House Proposes New Smelter Requirement in Latest Regulatory Twist


JUNE 02, 2015

Jakarta. Companies thinking of investing in smelters in Indonesia to comply with local mineral export regulations may have to reconsider their plans in light of a new bill set for deliberation by the House of Representatives.

The bill, an amendment to the existing Mineral Resources and Coal Law, will require smelters to be built in the vicinity of the mines from which the ores are extracted, according to Kurtubi, a legislator from the National Democrat Party (NasDem).

“In the bill that we’ve proposed, we want to make it mandatory for the smelters to be in the same location as the mine, not like now, where the mine and the smelter are in separate locations,” Kurtubi, a member of the House of Representatives’ oversight commission for mining and energy, said in Jakarta on Monday.

He said the idea was to boost economic development in mining regions and decentralize smelting operations from Java.

“Mining operations that integrate the upstream and downstream branches will benefit the mining companies themselves,” Kurtubi said. “They won’t have to spend money transporting their ores to smelting sites on other islands.”

He added the bill was expected to be included in the docket of priority legislation for this year.

The bill, if it goes through, would seriously derail ongoing plans by several stakeholders to build costly smelters in the country to comply with a partial ban on the export of unprocessed mineral ores.
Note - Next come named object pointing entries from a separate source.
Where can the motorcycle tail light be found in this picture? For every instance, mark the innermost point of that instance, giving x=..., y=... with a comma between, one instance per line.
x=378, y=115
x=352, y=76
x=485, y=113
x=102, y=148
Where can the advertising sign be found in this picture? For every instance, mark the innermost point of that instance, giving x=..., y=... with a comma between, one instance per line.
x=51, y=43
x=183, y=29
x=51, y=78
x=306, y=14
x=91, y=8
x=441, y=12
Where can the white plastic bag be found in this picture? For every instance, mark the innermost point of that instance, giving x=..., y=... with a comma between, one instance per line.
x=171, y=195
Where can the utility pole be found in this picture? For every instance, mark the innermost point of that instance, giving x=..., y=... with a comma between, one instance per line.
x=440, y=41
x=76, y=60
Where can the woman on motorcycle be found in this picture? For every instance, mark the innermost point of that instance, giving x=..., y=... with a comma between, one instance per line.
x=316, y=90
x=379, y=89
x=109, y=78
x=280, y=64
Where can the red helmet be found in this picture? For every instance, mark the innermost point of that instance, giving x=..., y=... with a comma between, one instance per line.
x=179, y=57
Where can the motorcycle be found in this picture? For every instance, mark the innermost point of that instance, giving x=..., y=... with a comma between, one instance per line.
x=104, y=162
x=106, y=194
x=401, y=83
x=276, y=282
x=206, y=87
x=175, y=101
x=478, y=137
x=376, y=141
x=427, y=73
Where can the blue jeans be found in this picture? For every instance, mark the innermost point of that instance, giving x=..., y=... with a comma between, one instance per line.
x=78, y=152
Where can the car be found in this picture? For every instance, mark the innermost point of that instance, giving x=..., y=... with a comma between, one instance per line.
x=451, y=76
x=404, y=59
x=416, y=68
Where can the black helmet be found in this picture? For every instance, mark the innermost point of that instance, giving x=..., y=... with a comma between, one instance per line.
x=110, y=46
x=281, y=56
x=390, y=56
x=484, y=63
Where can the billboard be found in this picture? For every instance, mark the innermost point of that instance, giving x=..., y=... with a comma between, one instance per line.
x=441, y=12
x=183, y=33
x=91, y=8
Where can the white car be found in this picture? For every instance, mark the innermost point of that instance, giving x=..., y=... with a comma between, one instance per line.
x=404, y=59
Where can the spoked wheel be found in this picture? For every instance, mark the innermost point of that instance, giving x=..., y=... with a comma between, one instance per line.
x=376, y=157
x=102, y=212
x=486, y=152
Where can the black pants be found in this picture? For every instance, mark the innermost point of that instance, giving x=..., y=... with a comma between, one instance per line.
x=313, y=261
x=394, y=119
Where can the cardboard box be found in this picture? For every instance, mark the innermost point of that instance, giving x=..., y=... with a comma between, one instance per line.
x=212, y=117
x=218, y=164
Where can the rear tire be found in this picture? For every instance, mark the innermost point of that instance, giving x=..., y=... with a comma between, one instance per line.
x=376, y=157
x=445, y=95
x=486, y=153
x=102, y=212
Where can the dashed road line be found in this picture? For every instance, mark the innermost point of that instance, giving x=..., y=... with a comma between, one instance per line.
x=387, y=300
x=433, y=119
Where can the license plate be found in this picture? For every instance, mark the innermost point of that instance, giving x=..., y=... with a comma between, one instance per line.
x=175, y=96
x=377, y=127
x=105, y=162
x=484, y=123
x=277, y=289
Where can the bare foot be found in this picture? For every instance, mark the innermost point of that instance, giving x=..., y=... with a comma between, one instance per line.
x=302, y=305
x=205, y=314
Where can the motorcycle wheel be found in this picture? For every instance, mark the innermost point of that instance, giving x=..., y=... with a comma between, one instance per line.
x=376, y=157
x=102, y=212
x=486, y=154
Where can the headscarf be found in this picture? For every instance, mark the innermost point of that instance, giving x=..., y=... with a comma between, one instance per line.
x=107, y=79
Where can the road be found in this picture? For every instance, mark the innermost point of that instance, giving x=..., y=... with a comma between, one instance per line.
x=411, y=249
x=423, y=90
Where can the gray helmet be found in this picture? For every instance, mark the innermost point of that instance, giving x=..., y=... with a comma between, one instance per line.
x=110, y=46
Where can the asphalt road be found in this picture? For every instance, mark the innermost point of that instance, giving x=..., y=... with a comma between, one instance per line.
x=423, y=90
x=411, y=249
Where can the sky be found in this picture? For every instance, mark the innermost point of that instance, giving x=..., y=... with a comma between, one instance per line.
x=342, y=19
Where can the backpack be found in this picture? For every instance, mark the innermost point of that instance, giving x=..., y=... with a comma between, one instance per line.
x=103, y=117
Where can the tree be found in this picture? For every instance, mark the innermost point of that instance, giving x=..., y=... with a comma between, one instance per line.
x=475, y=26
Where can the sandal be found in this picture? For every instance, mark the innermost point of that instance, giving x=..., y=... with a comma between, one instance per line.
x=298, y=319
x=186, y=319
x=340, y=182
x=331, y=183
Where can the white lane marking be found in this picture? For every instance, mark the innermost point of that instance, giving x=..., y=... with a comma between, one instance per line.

Freeport Indonesia, which operates the world’s biggest gold and copper mine in Papua province, has already committed to investing $2 billion in a new smelter in East Java, in a joint venture with Newmont Nusa Tenggara, another copper-mining giant.

Both companies say it is unfeasible to build smelters near their mining sites, which are located in remote regions with minimal infrastructure, including the huge amounts of electricity needed to run a smelter.

Any new requirement to build smelters closer to mining sites would only add to the already tangled web of regulations for foreign investors seeking to do business in the country.